The latter says (but this is of course not law!): "The hyphen-minus sign (-) is the ASCII version of the minus sign, and doubles as a hyphen. It is usually shorter in length than the plus sign and sometimes at a different height. It can be used as a substitute for the true minus sign when the character set is limited to ASCII."

(also inspired by http://datacharmer.blogspot.dk/2012/06/hidden-mistake.html).

How to repeat:
SET NAMES utf8;
SELECT (7 − 2);  -- 'unicode minus' ; returns 1064 syntax error
SELECT (7 - 2);  -- 'hyphen-minus'  ; returns "5"

Suggested fix:
As all charsets involved here are Unicode, I think the Unicode minus sign should be a valid minus operator?

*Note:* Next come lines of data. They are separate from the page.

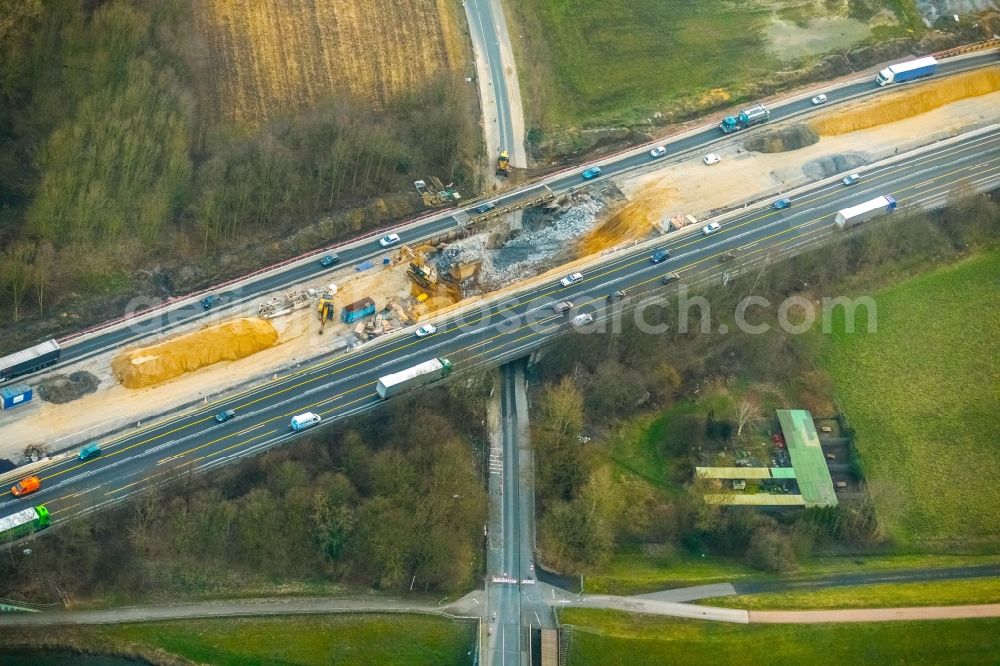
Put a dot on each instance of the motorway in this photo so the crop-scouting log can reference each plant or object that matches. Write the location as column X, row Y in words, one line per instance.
column 490, row 334
column 350, row 253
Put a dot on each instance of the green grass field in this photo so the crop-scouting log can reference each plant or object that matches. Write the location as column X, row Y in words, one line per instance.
column 688, row 54
column 632, row 572
column 923, row 394
column 606, row 638
column 887, row 595
column 303, row 640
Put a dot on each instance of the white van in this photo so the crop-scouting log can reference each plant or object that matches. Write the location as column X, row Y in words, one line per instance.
column 303, row 421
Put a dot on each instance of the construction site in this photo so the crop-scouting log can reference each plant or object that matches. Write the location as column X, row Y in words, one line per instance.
column 407, row 286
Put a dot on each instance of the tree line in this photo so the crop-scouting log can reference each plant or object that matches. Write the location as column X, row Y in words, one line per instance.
column 107, row 155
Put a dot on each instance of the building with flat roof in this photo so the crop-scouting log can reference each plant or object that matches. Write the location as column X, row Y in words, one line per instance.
column 809, row 469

If not, I think docs should clearly state that it is not so.

(but don't change the behavior of hyphen, please!)
[25 Jun 2012 13:02] Peter Laursen
OK - understood that the Unicode minus is primarily intended for typsesetting etc. Programming languages will (still mostly) use ASCII. So this is probably just a consequence of MySQL being a C-derivate.

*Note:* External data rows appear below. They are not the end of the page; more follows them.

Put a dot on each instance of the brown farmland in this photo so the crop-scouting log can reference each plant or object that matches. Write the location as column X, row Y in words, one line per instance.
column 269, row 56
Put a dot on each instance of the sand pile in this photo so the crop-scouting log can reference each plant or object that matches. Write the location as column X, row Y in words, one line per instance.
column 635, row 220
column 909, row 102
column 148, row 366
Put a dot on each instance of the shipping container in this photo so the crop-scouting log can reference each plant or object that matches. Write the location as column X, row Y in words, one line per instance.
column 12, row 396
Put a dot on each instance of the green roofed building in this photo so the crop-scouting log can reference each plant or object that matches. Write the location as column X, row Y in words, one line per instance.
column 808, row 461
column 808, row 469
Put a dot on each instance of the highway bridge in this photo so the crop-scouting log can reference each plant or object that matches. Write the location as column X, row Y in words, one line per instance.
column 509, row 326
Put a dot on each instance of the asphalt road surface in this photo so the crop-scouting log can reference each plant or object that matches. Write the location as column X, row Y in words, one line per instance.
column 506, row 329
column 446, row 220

So changing category to docs where 
http://dev.mysql.com/doc/refman/5.5/en/arithmetic-functions.html#operator_minus
and 
http://dev.mysql.com/doc/refman/5.5/en/arithmetic-functions.html#operator_unary-minus
.. could have a clarification. As I understand Shlomi's comment in Guiseppes blog it seems that CSV files with negative numbers will sometimes (when generated recent Excel versions?) use Unicode minus and LOAD DATA would then fail.
[28 Jun 2012 19:38] Paul Dubois
PostgreSQL and GCC don't accept Unicode minus, either. MySQL is not unusual in this regard.
[28 Jun 2012 19:38] Paul Dubois
PostgreSQL and GCC don't accept Unicode minus, either. MySQL is not unusual in this regard.